Alice no País das Maravilhas PORCA E PIMENTA
Por um ou dois minutos ela observou a casa, pensando no que fazer. De repente, um criado de uniforme surgiu correndo do bosque e bateu bem forte à porta com os nós dos dedos (Alice julgou ser um criado, porque vestia uniforme, caso contrário, julgando apenas por seu rosto, teria achado que era um peixe). Outro criado uniformizado abriu a porta. Tinha uma cara redonda e os olhos grandes de sapo. Alice notou que ambos usavam perucas com cabelos cheios de pó que se encaracolavam em torno da cabeça. Ela sentiu uma grande curiosidade de saber qual seria o assunto deles e rastejou pelo bosque para escutá-los.
O Peixe-Criado começou por mostrar uma carta enorme, praticamente do tamanho dele, e entregou-a para o outro, dizendo solenemente:
— Para a Duquesa.
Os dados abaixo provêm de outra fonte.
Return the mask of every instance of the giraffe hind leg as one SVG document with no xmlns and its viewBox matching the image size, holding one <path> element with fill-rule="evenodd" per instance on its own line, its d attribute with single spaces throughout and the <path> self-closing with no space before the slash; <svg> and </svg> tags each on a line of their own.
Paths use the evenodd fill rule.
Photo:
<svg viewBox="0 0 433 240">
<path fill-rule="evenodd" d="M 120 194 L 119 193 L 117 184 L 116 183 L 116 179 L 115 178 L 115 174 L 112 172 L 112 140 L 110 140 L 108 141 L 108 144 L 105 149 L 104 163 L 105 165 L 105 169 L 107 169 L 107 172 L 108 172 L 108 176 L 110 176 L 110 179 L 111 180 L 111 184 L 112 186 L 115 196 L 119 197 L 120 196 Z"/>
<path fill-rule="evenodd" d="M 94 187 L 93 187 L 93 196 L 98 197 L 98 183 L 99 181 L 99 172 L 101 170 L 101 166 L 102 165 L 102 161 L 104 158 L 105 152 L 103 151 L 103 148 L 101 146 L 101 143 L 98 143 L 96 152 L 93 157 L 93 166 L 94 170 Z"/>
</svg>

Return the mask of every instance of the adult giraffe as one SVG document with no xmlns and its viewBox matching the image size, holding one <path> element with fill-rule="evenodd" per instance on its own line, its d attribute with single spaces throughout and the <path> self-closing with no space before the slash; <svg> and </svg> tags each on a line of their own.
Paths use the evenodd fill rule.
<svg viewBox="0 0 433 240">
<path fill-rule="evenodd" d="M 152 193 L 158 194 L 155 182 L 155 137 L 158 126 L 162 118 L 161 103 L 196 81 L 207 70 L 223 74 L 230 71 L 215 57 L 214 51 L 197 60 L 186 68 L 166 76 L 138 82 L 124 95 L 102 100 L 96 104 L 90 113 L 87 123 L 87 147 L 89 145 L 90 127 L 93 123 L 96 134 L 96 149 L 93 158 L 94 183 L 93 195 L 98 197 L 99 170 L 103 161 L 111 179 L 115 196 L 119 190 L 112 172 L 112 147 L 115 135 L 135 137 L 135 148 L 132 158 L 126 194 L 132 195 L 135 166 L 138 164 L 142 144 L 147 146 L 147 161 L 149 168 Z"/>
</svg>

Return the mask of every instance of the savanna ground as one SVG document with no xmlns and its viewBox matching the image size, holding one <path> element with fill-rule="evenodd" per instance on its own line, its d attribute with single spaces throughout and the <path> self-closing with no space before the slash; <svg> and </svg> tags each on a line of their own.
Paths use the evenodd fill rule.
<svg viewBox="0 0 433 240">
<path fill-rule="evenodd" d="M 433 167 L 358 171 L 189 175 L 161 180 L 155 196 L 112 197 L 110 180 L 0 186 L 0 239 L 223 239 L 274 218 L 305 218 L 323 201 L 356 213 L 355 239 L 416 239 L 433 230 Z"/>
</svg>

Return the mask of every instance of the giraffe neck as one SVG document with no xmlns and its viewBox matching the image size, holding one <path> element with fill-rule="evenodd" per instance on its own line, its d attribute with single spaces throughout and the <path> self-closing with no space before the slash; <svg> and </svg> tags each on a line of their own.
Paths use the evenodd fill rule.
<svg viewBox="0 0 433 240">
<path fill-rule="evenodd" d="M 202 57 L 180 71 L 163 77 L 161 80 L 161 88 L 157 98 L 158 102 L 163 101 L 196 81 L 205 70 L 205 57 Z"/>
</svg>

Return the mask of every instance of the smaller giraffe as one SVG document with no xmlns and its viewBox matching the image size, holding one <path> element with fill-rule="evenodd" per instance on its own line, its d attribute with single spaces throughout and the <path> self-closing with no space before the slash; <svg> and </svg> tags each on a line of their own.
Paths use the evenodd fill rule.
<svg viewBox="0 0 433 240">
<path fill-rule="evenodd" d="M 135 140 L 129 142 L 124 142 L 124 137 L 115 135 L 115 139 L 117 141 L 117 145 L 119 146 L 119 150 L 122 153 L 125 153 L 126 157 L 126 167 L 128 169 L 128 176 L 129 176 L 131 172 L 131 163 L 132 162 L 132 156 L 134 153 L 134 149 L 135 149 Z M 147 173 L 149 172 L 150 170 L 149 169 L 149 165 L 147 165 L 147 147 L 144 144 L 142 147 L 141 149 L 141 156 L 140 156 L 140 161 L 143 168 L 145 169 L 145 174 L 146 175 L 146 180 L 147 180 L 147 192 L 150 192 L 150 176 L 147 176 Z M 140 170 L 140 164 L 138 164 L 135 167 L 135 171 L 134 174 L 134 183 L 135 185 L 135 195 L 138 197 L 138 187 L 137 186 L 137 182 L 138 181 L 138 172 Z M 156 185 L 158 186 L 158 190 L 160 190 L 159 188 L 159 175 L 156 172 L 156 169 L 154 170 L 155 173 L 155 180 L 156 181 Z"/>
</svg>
Um convite da Rainha para jogar croqué — disse.
O Sapo-Criado repetiu no mesmo tom solene, mas mudando um pouco a ordem das palavras:
— Da Rainha. Um convite para a Duquesa para jogar croqué.
Ambos se inclinaram tanto em uma mesura que seus cachos se enroscaram.
Alice riu muito. Teve de correr de volta para o bosque para não ser ouvida. Assim que espiou de novo, o Peixe-Criado já havia partido e o outro estava sentado no chão perto da porta, olhando para o céu feito bobo.
Ela caminhou timidamente até a porta e bateu.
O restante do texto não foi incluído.